Chi è Nojoom? È un problema di cui nessuno di cui nessuno ha mai parlato?

Certo la storia di Nojoom, ma non solo la sua, è un problema che la gente non vuole vedere e di cui non vuole parlare. Però questo grande problema esiste davvero. In Yemen il 52% delle giovani donne viene data in moglie sotto i 18 anni, ma questo non accade solo in Yemen in cui si ambienta la storia anche in tutti gli altri Paesi nel mondo accade lo stesso.

Cosa si aspetta di ricevere raccontando la storia di Nojoud Ali sul grande schermo?

Per prima cosa mi aspetto di condurre la gente a riflettere su questo argomento. Spero di far saltare fuori dai loro nascondigli le donne che temono la propria famiglia e di fargli capire che possono cercare una soluzione. Devono chiedere aiuto alle associazione e alle donne attiviste, perché loro sanno che è un reato. Questo è il sogno che spero si avveri.

Data l’attuale situazione di guerra, come viene affrontato adesso il problema delle spose bambine in un mondo di fumo e macerie?

Beh, prima della guerra tutti gli attivisti spingevano verso la creazione di una legge che proibisse i matrimoni forzati dei minori. Gruppi di attivisti andavano nei villaggi e cercavano di spiegare il problema alla gente, spiegando che per le bambina questi matrimoni hanno delle ripercussioni fisiche- 70.000 spose bambine sono morte per lesioni o malattie interne-, emotive e psicologiche. Insomma era un lavoro dal basso verso qualcosa di grande. Si iniziavano ad avere dei risultati la gente si informava e ne parlava pur non sapendo ne leggere ne scrivere, ma scoppiò la guerra. Adesso è questo il più grande problema. Adesso vengono violati i diritti umani di tutta la popolazione civile, non solo quelli del spose bambine, e questo prende la priorità. Non lottano per ideologie, ma per sopravvivere.
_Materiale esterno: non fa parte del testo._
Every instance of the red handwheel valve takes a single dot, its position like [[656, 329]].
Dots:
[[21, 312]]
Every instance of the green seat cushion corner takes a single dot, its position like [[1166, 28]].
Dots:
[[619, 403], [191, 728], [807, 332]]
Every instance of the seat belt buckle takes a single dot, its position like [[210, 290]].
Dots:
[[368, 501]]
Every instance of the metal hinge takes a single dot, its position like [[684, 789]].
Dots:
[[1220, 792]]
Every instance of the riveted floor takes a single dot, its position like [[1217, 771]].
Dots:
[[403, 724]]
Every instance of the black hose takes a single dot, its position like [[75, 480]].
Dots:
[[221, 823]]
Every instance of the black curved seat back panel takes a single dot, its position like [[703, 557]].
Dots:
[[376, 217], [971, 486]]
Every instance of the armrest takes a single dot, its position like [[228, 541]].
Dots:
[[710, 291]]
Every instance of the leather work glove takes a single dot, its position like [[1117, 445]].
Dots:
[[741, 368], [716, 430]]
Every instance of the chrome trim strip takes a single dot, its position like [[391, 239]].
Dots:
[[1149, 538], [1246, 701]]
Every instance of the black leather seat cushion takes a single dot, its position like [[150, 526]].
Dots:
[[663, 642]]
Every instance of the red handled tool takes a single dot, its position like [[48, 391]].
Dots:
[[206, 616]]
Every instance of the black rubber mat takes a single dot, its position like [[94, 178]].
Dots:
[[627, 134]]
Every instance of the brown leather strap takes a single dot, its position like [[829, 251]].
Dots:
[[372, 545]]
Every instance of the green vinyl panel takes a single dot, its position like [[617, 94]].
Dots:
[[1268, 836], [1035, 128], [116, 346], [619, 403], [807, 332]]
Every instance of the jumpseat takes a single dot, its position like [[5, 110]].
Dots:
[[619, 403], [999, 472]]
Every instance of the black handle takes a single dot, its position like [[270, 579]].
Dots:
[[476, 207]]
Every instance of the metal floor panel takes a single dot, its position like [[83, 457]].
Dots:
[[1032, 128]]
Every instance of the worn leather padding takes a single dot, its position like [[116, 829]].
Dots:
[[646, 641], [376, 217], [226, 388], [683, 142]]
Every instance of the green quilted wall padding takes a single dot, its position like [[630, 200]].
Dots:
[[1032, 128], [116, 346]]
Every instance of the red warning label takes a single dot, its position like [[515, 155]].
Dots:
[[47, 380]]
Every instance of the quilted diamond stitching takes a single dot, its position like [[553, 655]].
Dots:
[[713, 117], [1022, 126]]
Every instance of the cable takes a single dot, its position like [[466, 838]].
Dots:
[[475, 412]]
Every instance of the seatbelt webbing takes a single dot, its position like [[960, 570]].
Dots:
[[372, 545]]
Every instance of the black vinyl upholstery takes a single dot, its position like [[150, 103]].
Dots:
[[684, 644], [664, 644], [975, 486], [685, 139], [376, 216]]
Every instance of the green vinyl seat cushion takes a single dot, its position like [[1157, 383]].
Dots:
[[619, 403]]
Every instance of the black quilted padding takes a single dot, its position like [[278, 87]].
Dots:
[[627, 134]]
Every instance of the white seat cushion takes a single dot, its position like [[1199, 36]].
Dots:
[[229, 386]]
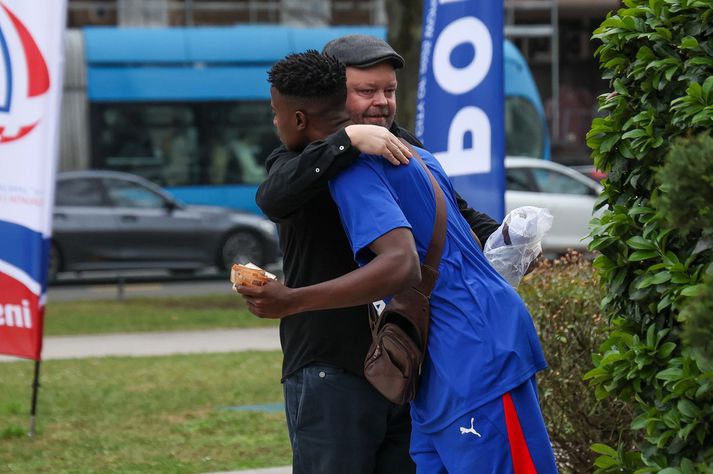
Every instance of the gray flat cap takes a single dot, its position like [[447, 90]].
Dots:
[[362, 51]]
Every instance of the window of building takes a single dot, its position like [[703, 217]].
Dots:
[[524, 130]]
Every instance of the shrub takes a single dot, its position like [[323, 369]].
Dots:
[[658, 56], [563, 297]]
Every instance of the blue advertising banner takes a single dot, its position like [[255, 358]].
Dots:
[[460, 109]]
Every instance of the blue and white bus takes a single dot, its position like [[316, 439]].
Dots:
[[188, 108]]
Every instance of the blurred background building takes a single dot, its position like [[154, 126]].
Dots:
[[553, 35]]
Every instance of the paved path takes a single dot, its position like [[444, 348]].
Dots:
[[159, 343]]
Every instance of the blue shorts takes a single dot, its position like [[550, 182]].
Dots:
[[507, 435]]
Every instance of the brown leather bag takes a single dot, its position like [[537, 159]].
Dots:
[[400, 332]]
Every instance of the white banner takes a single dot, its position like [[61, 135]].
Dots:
[[31, 66]]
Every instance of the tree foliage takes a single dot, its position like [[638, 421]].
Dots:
[[658, 56]]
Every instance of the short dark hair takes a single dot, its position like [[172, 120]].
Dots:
[[309, 75]]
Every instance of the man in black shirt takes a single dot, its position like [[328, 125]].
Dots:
[[337, 422]]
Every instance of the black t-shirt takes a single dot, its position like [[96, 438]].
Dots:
[[315, 248]]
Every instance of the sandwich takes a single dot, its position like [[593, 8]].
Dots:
[[249, 275]]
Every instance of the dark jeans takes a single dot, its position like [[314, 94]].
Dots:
[[339, 424]]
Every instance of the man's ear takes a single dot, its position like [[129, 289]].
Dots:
[[300, 120]]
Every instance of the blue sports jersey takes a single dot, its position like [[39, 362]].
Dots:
[[482, 342]]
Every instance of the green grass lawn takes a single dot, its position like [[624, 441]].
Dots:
[[149, 314], [144, 415]]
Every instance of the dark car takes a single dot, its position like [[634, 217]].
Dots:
[[106, 220]]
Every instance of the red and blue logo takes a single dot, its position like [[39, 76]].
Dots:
[[24, 78]]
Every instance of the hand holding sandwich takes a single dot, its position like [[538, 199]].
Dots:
[[273, 300]]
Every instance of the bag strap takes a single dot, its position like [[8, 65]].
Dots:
[[438, 237]]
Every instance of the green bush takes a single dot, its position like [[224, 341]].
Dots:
[[658, 56], [686, 180], [563, 297], [687, 202]]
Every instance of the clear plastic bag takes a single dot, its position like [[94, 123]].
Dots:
[[518, 241]]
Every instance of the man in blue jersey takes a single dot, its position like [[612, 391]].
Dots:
[[476, 409]]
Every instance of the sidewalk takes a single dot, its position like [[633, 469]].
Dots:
[[159, 343]]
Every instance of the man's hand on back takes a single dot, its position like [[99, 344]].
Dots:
[[376, 140]]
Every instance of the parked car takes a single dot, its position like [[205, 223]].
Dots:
[[106, 220], [568, 194]]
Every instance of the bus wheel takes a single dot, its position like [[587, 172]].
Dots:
[[241, 247]]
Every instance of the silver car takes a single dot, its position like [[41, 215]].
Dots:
[[106, 220]]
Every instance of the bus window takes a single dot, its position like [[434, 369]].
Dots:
[[185, 144], [524, 135]]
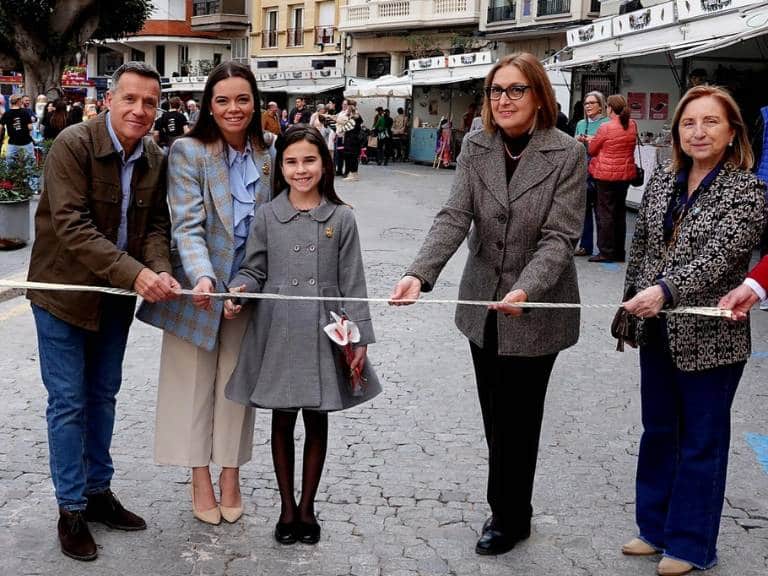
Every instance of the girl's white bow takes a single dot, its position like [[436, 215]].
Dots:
[[342, 330]]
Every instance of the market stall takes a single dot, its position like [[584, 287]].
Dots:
[[447, 91], [653, 55]]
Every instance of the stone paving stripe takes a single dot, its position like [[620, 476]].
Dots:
[[17, 310], [759, 444]]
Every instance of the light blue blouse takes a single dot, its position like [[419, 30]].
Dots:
[[243, 176]]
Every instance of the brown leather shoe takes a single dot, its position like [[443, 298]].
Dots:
[[637, 547], [75, 538], [672, 567], [104, 507]]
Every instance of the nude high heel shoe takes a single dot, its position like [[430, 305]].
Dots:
[[212, 516]]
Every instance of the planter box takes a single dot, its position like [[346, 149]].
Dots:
[[14, 224]]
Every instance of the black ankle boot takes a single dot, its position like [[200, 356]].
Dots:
[[75, 538]]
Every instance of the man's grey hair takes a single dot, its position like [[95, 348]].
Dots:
[[140, 68]]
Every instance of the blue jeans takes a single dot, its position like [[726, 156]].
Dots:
[[81, 371], [683, 459], [590, 218]]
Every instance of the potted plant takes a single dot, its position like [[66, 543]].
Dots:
[[19, 179]]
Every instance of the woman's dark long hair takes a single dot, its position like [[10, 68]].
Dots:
[[303, 132], [205, 129]]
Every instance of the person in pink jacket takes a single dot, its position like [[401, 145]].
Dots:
[[613, 168]]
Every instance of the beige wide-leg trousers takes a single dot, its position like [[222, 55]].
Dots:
[[196, 424]]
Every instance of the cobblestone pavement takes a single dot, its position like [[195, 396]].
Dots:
[[404, 487]]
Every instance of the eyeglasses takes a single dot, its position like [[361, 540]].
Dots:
[[513, 92]]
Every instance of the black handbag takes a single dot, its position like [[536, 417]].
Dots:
[[639, 171], [624, 325]]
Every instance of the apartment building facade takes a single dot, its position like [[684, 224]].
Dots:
[[296, 48]]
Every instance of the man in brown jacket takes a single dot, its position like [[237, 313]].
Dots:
[[102, 221]]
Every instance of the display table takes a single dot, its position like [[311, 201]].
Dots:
[[650, 156]]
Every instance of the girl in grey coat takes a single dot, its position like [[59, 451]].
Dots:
[[304, 242]]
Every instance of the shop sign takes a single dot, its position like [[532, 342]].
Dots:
[[636, 102], [688, 9], [659, 106], [458, 60], [12, 79], [645, 19], [75, 76], [428, 63], [327, 73], [298, 75], [594, 32], [271, 76]]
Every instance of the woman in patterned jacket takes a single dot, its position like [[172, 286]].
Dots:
[[218, 174], [697, 226]]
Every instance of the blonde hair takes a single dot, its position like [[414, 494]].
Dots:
[[541, 90], [740, 154]]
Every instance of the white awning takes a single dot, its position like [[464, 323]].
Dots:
[[450, 75], [608, 56], [386, 86], [724, 42], [304, 89]]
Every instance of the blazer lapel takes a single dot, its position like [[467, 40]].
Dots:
[[491, 165], [534, 166], [217, 180]]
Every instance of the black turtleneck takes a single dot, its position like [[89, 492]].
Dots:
[[513, 147]]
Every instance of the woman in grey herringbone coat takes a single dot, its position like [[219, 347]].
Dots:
[[520, 187]]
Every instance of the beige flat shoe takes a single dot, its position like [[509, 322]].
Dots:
[[637, 547], [212, 516], [231, 514], [672, 567]]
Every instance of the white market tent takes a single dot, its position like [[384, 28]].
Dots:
[[383, 87]]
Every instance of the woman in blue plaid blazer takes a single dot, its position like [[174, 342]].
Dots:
[[217, 176]]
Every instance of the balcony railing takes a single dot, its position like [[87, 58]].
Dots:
[[205, 7], [378, 14], [325, 35], [553, 7], [219, 15], [502, 13], [269, 39], [295, 37]]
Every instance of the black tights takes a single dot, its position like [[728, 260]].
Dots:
[[283, 457]]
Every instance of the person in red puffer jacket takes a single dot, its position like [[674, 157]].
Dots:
[[613, 168]]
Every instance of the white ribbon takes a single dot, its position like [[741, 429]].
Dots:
[[711, 311]]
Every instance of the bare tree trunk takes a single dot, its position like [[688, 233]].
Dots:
[[43, 76]]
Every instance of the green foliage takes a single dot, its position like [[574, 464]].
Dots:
[[18, 175], [115, 19]]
In quale modo racconta la sua lotta per i diritti e per il suo futuro nel film? E nella vita di tutti i giorni?

Per prima cosa quando la tua vita ti rende infelice, devi cambiare. Bisogna cambiare se stessi, è difficile e faticoso, perché ti scontri con i valori tradizionali ma se vuoi vivere lo devi fare.  Io vengo da una buona famiglia e sono stata educata, mia madre non ha ricevuto un educazione, ero circondata dai famigliari ma quando ero bambina e ho capito che ero infelice ho detto basta. Ho dovuto lottare e aspettare molto tempo prima di far capire a mia madre che quello che facevo era giusto. Quando ricevi un’educazione diventi indipendente non solo da un uomo ma da chiunque. Dipendi solo da te stessa. Devi crederci e ricordarti che niente è impossibile. Questo ricordalo bene anche tu. In questo modo puoi controllare la tua vita e essere felice. Nel film il finale dove l’istruzione rappresenta la liberà è la mia storia, la mia vittoria nella vita.

Quale messaggio vuole lasciare alle donne e giovani donne che fuggono dai mariti e dalle guerre?

Il messaggio che voglio lasciare è quello di prendersi cura di se stessi e riuscire a controllare la propria vita. Provare a cercare una soluzione per loro stesse. Bisogna affrontare questo ostacolo, perché spesso la gente dice ‘ci sono tanti problemi al mondo, non me devo occupare personalmente’ e preferisce distrarsi. Possiamo superare l’ostacolo, possiamo trovare una soluzione. Possiamo cambiare le cose.